Quasi-Newton Transition State Optimization
In order to estimate the kinetics of thermally activated processes, one must determine the energy of the transition state. This transition state is a first-order saddle point on the potential energy surface, i.e., it is a maximum along the reaction coordinate, but a minimum with respect to all other directions in configurational space. We have developed an efficient Quasi-Newton algorithm to optimize the structure of the transition state.
In Quasi-Newton schemes, the atomic forces are minimized by ussing the Hesse matrix (Hessian) that describes how forces change upon small displacements of the atoms. Computing the Hesse matrix directly is very costly. Therefore, one replaces the exact Hessian by a guess that is then improved iteratively based on the force changes in the previous steps.

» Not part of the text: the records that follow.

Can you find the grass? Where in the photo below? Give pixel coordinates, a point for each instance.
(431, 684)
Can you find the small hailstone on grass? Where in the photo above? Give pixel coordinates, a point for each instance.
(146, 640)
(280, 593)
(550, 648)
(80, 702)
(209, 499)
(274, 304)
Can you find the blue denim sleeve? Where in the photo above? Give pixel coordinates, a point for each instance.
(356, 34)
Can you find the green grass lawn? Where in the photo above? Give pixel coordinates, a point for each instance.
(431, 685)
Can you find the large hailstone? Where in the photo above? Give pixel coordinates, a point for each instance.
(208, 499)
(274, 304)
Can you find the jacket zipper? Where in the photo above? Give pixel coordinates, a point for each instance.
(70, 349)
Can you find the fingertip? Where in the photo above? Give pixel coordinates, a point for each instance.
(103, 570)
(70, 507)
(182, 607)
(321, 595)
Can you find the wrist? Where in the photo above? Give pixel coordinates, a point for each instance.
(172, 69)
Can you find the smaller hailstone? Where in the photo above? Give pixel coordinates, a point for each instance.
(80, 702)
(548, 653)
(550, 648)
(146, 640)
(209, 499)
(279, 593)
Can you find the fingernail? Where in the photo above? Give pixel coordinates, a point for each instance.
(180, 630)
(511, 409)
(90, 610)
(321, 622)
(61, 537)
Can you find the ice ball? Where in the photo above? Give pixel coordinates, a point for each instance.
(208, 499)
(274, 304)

Our approach builds upon our on-the-fly fitting of a simplified model for the initial Hessian developed for energy minimization [1], namely a bond-stretching model (and optional angular terms) that is automatically generated from the atomic positions. This approach is also known as redundant internal coordinates, and in its naive implementation has a huge number of unknown force constants. To minimize the number of free parameters, all bonds are therefore typified according to bond length and chemical species, and all bonds of the same type are then treated as equal. This allows to determine all the parameters from a few displacements only, often only a single one. This initial model gives a qualitatively correct picture of the Hessian that is much better than the commonly applied diagonal in the optimization coordinates, and thus also needs fewer corrections by subsequent optimization steps.

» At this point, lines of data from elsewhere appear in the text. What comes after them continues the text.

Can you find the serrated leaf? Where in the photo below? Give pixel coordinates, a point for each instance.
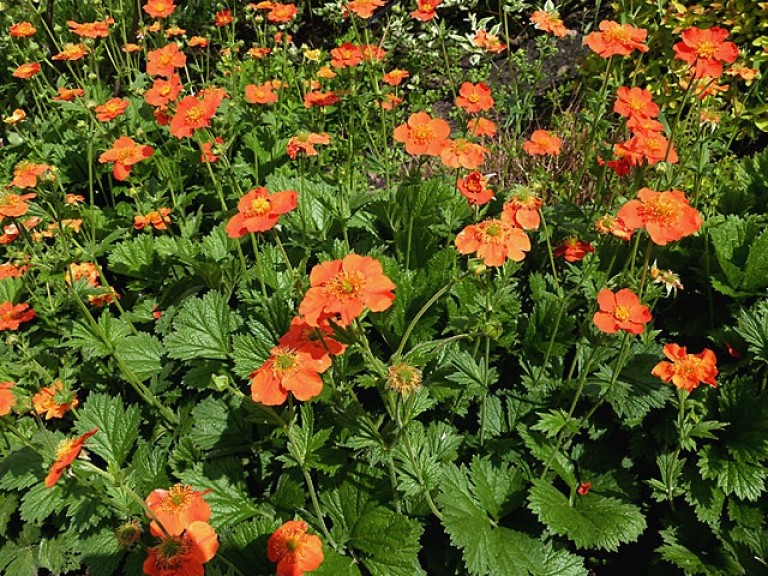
(202, 329)
(592, 522)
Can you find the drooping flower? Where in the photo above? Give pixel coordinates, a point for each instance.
(294, 550)
(666, 216)
(616, 39)
(423, 135)
(687, 371)
(125, 153)
(494, 241)
(66, 454)
(183, 555)
(342, 289)
(707, 50)
(12, 316)
(259, 211)
(542, 143)
(176, 508)
(621, 311)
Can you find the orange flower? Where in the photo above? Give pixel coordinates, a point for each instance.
(620, 311)
(125, 153)
(494, 241)
(616, 39)
(25, 174)
(163, 92)
(573, 249)
(423, 135)
(259, 211)
(111, 109)
(305, 142)
(666, 216)
(294, 550)
(14, 205)
(260, 94)
(635, 103)
(549, 22)
(473, 188)
(158, 219)
(54, 401)
(68, 94)
(341, 290)
(26, 71)
(461, 153)
(474, 97)
(22, 30)
(364, 8)
(165, 60)
(542, 143)
(288, 370)
(687, 371)
(706, 50)
(395, 77)
(176, 508)
(7, 399)
(159, 8)
(425, 10)
(66, 454)
(481, 127)
(522, 210)
(91, 29)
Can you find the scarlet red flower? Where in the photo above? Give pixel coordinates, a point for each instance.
(125, 153)
(707, 50)
(259, 211)
(342, 289)
(666, 216)
(494, 241)
(473, 188)
(183, 555)
(159, 8)
(288, 370)
(687, 371)
(474, 97)
(294, 550)
(542, 143)
(423, 135)
(111, 109)
(621, 311)
(176, 508)
(7, 399)
(66, 454)
(616, 39)
(165, 60)
(11, 317)
(573, 249)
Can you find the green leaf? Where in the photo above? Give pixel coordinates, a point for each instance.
(202, 328)
(592, 521)
(118, 427)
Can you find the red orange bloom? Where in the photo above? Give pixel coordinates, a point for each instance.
(616, 39)
(294, 550)
(621, 311)
(687, 371)
(125, 153)
(423, 135)
(111, 109)
(183, 555)
(666, 216)
(259, 211)
(66, 454)
(707, 50)
(494, 241)
(342, 289)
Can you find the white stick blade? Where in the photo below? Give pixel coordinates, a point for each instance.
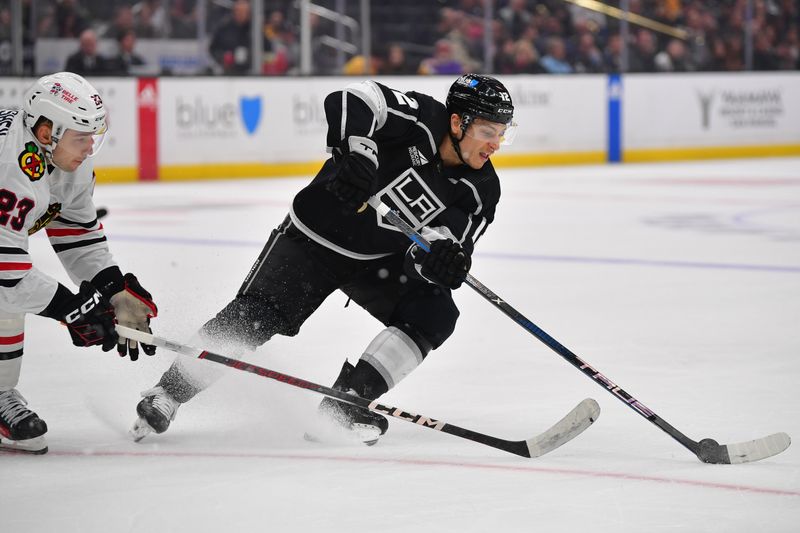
(755, 450)
(566, 429)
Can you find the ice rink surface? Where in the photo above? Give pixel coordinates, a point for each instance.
(680, 282)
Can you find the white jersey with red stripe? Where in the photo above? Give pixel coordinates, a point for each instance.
(35, 194)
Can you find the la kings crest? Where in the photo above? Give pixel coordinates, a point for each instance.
(411, 196)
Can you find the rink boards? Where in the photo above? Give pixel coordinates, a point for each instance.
(186, 128)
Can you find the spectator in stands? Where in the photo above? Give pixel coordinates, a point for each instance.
(123, 22)
(443, 60)
(516, 17)
(72, 20)
(396, 63)
(526, 58)
(182, 20)
(612, 53)
(555, 61)
(86, 61)
(151, 19)
(126, 61)
(641, 56)
(280, 45)
(588, 57)
(230, 44)
(674, 58)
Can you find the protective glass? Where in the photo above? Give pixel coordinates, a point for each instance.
(494, 132)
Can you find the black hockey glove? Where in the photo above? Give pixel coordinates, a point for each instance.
(88, 316)
(446, 264)
(355, 180)
(134, 308)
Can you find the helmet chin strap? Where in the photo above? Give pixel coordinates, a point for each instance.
(456, 141)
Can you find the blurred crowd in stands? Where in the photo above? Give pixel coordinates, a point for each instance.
(431, 36)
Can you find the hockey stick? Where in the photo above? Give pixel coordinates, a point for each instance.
(707, 450)
(569, 427)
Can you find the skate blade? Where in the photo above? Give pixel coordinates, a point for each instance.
(35, 446)
(140, 430)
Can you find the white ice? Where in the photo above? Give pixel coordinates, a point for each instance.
(680, 282)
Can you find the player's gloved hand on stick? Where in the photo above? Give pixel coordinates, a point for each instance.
(446, 264)
(355, 179)
(88, 315)
(134, 308)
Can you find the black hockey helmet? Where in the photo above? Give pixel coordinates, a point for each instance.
(476, 95)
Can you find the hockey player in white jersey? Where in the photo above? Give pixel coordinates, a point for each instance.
(429, 161)
(46, 182)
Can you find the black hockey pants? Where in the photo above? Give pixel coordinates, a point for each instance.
(293, 275)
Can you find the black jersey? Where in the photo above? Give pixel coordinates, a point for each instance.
(407, 129)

In energy minimization, we enforce a positive definite Hessian by making all force constants positive and using Broyden-Fletcher-Goldfarb-Shanno (BFGS) updates. For transition state optimization, the challenge is to identify the reaction coordinate, and ensure it maintains a negative curvature only along this direction. While there is no general solution to this problem, we very often have a reasonable guess of the direction of the transition coordinate at the barrier. For instance, if we know the initial and final minimum structure, we could use the linear interpolation of atomic positions to estimate the direction of the transition coordinate in configurational space. Even if this is not perfect, it will be sufficient to make reasonable first steps. As the optimization proceeds, we monitor the eigenvalues and eigenvectors of the updated Hessian to identify and maintain the best guess for the negative-curvature direction.
Thus, the algorithm proceeds as follows. First, the bond-stretching (and possible angle-deformation) model is parametrized enforcing a Hessian with non-negative eigenvalues (positive semi-definite). This Hessian is then corrected along the current guess for the reaction coordinate direction in Cartesian coordinates using Murtagh-Sargent updates to enforce a negative curvature. Then, the Hessian updates are made in Cartesian coordinates using the force-displacement relationships from the previous steps. The resulting Hessian is then diagonalized (yielding the spectral representation of eigenvalues and eigenvectors) and analyzed. If the Hessian has exactly one negative eigenvalue, the corresponding eigenvector is used to update the transition coordinate direction for future steps. If there is no negative eigenvalue, the Murtagh-Sargent update for the transition direction is repeated to ensure a energy maximization along this direction. If there are two or more negative directions, the curvature in the negative subspace is corrected by inverting the components that are orthogonal to the current guess of the transition direction. The spectral representation is also used to limit step-sizes in a meaningful manner, namely by minimizing the predicted force while constraining the total step length.
The algorithm was implemented in the SPHInX code (available as ricTS structure optimizer). It was tested and used for determining field evaporation paths from Al surfaces in the vicinity of a grain boundary (see image). It takes a comparable number of steps as the energy minimization (usually 10-30 force evaluations, depending on the quality of the initial structure). This makes it significantly more efficient for transition barriers than nudged-elastic band (NEB) approaches for the same task. Of course, NEB yields additional points on the minimum energy path that may be useful for further investigations beyond the kinetic barriers. Yet, when the focus is on barrier computation for reasonably well-defined reaction paths, our direct optimization of the transition state is ideally suited.